Aim and Objective::
Nowadays, developing effective antibiotics for bacteria control has become difficult due to
increased resistance to the available medicines in the market. Essential oils have very interesting biological properties; some
of their components have very powerful antiviral and antibacterial properties. Carthamus caeruleus is a plant that has antibacterial
and antioxidant activity due to the presence of an acetylenic compound, Carlina oxide. The aim of this work was to
provide for the first time the chemical modifications to the structure of Carlina oxide and the in-silico study of these analogues.
Materials and Methods::
The essential oil of Carthamus caeruleus was extracted by steam distillation in a Clevenger-type
apparatus. Carlina oxide component was separated by column chromatography. Five new analogues were synthetized and
identified by spectroscopic analyses (RMN, IR and SM). Molecular docking simulation study was performed using Molecular
Operating Environment software (MOE) on three enzymes of bacterial origin (Streptococcus pyogenesis and Enterococcus
faecalis).
Results::
Five new compounds derived from Carlina oxide were synthesized (IM8-IM12), and their structures were characterized
by infrared (IR), 1H and 13C nuclear magnetic resonance (NMR).
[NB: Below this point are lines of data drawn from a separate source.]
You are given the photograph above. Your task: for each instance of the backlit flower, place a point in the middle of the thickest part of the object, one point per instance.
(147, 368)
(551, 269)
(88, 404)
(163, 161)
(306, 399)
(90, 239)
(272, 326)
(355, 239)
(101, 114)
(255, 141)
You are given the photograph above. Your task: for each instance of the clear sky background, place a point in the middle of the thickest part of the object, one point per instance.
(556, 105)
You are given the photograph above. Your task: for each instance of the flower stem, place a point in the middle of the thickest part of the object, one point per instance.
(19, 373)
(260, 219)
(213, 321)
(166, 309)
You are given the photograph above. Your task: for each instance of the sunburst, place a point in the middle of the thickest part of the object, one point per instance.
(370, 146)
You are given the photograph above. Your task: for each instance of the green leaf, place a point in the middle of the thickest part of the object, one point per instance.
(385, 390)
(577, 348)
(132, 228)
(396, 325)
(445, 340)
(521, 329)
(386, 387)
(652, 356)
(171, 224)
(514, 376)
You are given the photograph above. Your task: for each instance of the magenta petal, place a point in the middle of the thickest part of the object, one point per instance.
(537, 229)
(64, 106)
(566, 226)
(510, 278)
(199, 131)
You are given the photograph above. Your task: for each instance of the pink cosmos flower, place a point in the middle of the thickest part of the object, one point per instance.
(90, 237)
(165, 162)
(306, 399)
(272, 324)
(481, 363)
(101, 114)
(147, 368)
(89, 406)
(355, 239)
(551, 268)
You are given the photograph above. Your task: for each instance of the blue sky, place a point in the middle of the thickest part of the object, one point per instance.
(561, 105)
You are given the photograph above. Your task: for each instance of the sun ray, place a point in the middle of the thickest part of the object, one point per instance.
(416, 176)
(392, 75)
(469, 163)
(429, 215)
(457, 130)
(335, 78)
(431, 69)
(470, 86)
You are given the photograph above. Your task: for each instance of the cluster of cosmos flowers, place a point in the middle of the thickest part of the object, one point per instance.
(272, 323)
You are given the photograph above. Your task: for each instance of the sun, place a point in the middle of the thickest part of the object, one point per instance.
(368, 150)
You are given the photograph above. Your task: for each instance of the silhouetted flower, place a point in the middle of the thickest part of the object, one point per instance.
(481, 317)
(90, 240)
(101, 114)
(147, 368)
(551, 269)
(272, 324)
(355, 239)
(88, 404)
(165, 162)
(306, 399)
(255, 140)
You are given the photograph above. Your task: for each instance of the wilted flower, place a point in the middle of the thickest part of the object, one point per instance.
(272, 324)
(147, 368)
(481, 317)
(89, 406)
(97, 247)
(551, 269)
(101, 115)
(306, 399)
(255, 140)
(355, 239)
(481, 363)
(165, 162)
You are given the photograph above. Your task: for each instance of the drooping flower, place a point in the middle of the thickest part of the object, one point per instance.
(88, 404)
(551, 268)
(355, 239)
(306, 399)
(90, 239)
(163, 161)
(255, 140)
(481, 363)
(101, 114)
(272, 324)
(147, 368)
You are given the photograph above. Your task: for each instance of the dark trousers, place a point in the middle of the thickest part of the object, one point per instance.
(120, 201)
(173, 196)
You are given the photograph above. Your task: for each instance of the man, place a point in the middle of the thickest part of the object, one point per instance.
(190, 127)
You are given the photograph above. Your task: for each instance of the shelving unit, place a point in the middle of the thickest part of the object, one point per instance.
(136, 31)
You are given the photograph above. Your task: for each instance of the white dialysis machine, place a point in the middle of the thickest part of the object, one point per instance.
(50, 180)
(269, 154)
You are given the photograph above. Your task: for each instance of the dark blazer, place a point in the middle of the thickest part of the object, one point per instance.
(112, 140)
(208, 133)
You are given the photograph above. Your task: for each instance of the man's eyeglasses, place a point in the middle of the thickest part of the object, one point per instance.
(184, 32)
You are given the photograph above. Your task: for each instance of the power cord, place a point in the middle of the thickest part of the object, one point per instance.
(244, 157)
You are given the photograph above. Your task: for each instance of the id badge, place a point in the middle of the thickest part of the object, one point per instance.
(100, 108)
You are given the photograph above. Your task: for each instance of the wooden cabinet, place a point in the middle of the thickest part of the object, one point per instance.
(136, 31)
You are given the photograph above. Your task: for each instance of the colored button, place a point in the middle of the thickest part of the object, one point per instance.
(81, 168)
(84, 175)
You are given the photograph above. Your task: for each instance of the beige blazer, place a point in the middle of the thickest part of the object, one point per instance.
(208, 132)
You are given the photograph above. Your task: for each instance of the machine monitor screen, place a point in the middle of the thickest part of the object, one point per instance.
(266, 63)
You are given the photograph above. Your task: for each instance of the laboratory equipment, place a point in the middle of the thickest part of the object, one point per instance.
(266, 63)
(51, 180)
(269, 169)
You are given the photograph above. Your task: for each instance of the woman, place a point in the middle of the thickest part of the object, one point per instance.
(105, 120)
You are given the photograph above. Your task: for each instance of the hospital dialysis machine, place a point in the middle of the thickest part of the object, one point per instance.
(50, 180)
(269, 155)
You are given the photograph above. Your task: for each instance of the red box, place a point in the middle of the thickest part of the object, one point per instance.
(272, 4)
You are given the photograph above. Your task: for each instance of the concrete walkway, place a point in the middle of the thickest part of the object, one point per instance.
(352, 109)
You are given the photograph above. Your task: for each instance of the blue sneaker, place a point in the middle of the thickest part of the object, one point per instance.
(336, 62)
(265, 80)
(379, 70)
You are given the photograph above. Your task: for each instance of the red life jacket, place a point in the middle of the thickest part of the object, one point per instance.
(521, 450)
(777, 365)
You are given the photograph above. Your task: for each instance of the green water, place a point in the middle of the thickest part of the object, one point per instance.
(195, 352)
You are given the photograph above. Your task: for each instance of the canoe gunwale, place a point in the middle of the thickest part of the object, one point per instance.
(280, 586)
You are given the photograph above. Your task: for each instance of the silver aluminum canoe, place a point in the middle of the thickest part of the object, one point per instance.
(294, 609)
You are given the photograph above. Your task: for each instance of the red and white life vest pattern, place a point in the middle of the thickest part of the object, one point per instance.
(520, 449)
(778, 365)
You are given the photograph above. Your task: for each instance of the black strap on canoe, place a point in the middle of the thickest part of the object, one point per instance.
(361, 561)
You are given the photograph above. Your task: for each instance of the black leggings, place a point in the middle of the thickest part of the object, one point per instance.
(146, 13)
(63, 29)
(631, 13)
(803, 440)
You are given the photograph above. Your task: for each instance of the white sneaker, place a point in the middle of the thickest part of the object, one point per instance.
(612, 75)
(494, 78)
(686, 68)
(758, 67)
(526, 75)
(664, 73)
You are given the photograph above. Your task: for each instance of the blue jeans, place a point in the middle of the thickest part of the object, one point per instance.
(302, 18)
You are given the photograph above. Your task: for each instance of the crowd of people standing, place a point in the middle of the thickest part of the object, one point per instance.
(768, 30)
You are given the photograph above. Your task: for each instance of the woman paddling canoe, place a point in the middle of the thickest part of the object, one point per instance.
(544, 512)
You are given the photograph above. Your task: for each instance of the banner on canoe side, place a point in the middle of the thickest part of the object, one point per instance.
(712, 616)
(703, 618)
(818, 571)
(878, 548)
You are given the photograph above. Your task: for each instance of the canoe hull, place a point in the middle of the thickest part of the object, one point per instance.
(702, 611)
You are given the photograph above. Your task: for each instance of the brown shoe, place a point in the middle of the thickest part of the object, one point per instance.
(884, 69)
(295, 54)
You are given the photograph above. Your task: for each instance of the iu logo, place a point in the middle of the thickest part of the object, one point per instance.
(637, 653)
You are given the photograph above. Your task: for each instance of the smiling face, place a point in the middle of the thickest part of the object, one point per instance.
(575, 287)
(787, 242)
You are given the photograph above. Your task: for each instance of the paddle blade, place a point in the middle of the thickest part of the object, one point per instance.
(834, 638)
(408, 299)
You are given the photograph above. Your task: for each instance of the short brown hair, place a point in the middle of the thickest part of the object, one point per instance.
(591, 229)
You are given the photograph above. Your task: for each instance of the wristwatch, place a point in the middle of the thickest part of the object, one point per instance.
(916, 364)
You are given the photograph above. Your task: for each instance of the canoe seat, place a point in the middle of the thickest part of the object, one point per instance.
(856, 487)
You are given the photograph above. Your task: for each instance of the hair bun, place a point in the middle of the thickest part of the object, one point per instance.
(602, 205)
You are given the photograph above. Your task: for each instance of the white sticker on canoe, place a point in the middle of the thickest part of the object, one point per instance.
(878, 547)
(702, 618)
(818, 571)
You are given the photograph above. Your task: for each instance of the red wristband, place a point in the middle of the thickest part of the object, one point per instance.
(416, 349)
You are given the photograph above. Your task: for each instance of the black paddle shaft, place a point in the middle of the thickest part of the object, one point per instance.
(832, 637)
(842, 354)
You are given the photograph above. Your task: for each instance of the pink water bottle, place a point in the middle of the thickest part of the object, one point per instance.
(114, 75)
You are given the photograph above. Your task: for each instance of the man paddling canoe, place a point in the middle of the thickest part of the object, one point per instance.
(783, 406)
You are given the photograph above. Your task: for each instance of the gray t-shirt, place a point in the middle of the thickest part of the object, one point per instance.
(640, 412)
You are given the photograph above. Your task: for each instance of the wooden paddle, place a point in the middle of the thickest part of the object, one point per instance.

The new synthesized compounds were evaluated as
mSpeB, DHFR from Enterococcus faecalis and DNA gyrase inhibitors by a docking analysis using MOE. These results
show interesting ligand interactions with the three enzymes, and the best result was attributed to the complexes formed with
IM9, which had the lowest score.
Conclusion::
In fact, these new compounds could lead to powerful approaches for the research and development of new antibiotics.